Gefährdungsbeurteilung erstellen: Pflicht, Inhalte und Beispiele
Die Gefährdungsbeurteilung ist die Grundlage des betrieblichen Arbeitsschutzes – hier finden Sie Pflichten, Inhalte und typische Fehler im Überblick.
Einleitung
Die Gefährdungsbeurteilung ist das zentrale Instrument im Arbeitsschutz. In ihr ermittelt der Arbeitgeber systematisch die Gefährdungen, die mit den Tätigkeiten, Arbeitsmitteln und Stoffen im Betrieb verbunden sind, bewertet das jeweilige Risiko und legt geeignete Schutzmaßnahmen fest. Sie bildet die Basis für Betriebsanweisungen und Unterweisungen.
Wer ist betroffen?
Betroffen sind alle Arbeitgeber – vom Einzelbetrieb bis zum Konzern, in jeder Branche. Die Pflicht besteht ab dem ersten Beschäftigten. Auch kleine Handwerks- und Dienstleistungsbetriebe müssen für ihre Tätigkeiten eine Gefährdungsbeurteilung erstellen und aktuell halten.
Gesetzliche Grundlage
- § 5 ArbSchG: Pflicht zur Beurteilung der Arbeitsbedingungen.

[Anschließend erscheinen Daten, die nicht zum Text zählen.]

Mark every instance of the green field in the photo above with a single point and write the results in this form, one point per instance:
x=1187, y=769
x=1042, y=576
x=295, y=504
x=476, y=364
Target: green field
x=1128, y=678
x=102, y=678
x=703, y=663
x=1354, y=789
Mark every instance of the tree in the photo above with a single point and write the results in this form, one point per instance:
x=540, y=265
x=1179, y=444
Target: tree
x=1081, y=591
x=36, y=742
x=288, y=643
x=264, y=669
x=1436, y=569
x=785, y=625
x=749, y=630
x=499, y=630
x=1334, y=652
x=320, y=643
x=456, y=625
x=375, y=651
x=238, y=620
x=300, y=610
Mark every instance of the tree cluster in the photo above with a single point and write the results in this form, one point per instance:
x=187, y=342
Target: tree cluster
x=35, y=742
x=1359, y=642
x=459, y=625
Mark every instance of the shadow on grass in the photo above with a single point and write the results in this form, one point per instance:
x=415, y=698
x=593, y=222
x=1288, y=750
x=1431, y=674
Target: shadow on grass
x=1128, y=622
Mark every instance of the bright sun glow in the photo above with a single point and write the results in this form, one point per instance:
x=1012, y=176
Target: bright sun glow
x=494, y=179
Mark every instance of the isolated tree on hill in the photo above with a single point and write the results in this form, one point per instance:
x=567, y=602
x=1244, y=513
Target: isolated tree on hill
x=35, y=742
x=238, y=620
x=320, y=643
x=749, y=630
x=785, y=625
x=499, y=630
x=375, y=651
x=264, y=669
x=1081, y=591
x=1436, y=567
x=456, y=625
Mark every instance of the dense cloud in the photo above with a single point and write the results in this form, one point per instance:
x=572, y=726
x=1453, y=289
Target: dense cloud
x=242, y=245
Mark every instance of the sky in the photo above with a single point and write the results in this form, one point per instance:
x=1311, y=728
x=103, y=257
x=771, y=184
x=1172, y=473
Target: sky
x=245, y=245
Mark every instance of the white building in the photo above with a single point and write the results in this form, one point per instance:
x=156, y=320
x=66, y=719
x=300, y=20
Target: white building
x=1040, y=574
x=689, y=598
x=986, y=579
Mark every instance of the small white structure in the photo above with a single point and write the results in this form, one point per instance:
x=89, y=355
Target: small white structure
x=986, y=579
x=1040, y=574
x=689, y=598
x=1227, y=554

- § 6 ArbSchG: Pflicht zur Dokumentation von Ergebnis, Maßnahmen und Überprüfung.
- Konkretisierungen u. a. in DGUV-Vorschriften, Gefahrstoffverordnung (GefStoffV) und Betriebssicherheitsverordnung (BetrSichV).
Der typische Ablauf: Gefährdungen ermitteln, Risiken bewerten, Maßnahmen festlegen und umsetzen, Wirksamkeit prüfen und das Ergebnis dokumentieren.
Typische Fehler
- Keine Aktualisierung bei neuen Arbeitsmitteln, Stoffen oder Abläufen.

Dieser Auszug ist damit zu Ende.